|Title||Synchronous species responses reveal phenological guilds: implications for management|
|Publication Type||Journal Article|
|Year of Publication||2018|
|Authors||Browning D.M., Crimmins T, James D.K., Spiegal S, Levi MR, Anderson JP, Peters DC|
|ARIS Log Number||346961|
|Keywords||Chihuahuan Desert, drylands, first fruit, first leaf, long-term ecological research, pattern recognition, phenological functional group, plant phenology, Special Feature: Dynamic Deserts, start of season|
Phenological studies are critical for understanding the ability of terrestrial ecosystems to respond to changes in climate. Monitoring seasonal transitions at the species or community level across large areas is challenging and expensive.

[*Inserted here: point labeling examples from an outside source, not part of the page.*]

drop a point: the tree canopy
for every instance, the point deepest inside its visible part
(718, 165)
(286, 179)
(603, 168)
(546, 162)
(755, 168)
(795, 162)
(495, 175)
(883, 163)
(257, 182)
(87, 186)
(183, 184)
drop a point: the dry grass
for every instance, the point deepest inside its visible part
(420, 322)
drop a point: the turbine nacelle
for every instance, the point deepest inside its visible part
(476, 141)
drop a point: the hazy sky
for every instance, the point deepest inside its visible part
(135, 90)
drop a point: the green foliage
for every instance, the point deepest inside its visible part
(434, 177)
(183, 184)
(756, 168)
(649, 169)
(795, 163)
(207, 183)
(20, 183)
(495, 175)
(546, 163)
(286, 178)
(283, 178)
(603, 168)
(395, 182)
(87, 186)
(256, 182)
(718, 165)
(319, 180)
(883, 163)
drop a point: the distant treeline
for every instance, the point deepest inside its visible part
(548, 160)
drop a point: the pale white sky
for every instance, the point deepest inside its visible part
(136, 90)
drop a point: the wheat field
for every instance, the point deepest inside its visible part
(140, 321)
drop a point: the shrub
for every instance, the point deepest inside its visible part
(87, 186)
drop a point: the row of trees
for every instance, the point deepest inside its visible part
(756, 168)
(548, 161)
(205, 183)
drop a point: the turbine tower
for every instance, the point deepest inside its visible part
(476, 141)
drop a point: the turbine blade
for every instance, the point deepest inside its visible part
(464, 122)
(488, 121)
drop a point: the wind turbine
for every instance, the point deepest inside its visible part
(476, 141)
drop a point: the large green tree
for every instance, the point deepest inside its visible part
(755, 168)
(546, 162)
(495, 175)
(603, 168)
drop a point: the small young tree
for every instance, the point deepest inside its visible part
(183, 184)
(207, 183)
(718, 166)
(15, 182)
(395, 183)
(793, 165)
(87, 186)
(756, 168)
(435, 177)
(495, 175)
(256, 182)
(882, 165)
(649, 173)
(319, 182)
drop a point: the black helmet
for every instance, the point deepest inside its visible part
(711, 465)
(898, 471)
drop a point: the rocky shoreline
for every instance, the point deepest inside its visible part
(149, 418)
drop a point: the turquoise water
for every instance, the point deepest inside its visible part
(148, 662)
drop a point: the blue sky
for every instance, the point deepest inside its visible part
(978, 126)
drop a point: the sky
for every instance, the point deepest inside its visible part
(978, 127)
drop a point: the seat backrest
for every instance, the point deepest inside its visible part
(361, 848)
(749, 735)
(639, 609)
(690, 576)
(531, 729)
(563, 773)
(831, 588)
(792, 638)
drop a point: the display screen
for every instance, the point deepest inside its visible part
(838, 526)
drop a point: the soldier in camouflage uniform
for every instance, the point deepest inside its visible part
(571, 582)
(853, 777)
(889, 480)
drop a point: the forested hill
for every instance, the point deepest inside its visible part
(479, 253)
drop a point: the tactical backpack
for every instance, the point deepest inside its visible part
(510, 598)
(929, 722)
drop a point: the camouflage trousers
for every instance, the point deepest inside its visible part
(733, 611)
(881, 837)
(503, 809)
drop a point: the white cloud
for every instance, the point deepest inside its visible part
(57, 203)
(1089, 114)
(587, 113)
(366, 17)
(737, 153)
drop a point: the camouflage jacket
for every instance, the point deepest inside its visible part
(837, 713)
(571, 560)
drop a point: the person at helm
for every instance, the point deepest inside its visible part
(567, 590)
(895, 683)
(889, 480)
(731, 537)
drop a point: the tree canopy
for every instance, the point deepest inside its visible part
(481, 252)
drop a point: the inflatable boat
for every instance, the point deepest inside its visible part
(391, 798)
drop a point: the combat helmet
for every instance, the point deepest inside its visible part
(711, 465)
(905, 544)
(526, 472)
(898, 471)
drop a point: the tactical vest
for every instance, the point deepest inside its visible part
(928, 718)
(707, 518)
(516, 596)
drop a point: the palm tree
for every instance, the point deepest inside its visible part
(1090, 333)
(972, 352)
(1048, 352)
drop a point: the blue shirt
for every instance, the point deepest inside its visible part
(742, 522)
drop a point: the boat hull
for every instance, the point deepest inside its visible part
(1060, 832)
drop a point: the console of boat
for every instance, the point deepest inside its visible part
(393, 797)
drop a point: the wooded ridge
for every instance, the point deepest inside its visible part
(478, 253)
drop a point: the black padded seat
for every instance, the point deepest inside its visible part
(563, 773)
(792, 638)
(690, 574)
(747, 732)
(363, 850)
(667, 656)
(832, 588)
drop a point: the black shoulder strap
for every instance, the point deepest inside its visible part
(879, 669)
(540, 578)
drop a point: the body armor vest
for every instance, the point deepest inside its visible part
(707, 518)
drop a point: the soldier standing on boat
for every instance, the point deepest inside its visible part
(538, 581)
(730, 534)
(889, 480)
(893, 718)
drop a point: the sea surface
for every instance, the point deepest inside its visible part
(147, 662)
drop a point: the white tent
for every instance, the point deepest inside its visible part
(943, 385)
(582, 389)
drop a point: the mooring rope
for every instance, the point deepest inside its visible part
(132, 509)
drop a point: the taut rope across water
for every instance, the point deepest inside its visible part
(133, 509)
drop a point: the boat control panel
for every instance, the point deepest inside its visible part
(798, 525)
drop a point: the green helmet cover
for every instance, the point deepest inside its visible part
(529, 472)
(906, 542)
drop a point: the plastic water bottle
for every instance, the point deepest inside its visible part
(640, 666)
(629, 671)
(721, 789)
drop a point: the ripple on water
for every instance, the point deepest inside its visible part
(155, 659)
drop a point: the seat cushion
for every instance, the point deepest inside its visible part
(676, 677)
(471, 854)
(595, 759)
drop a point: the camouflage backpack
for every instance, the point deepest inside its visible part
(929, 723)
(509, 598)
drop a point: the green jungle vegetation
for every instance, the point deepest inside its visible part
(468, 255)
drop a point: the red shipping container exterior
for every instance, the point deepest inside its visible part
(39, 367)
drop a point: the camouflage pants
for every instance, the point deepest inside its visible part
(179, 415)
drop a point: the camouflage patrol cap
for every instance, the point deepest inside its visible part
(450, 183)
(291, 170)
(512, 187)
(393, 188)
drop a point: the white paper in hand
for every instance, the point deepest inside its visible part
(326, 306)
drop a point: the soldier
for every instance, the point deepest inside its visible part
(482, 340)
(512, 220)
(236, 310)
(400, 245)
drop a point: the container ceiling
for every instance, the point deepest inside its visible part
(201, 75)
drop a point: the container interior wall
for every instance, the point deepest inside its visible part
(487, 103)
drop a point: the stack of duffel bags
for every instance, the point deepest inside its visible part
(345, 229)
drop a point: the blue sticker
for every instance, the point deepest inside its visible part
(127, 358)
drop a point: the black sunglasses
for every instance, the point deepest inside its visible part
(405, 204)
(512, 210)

One approach for lowering costs is to identify phenological guilds—groups of species that exhibit similar timing of seasonal transitions—and limit monitoring to a smaller number of species within a guild. In this study, we evaluated 23 consecutive years of monthly observations of individual species at 15 long‐term study sites at the Jornada Basin USDA‐Long‐Term Ecological Research site to identify patterns in the onset of three phenophases—leaf‐out, flower, and fruit—of 16 widely occurring species in the arid southwestern United States and to investigate the existence of phenological guilds. We conducted univariate analyses of distributions in the timing of leaf, flower, and fruit production across time and space and multivariate cluster analysis of the time series to identify coherent groups of species–site instances that exhibit coherence in timing of phenophase onsets (i.e., guilds). The six species of C3 shrubs demonstrated greater consistency in timing of all phenophases relative to C4 grasses. Further, we found that in all species, leaf‐out occurred prior to the onset of the summer monsoon rains. Cluster analysis revealed six groups of species–site observations demonstrating high within‐year concordance in timing of leaf‐out and first fruit across variable site conditions and rainfall years. The six groups for timing of first fruit differed from those for first leaf in that they exhibited greater multi‐species membership and within‐year variability in timing. We propose that use of phenological guilds can improve the efficiency of ecosystem monitoring, predictive models of ecosystem cues driving phenological events, and land management outcomes.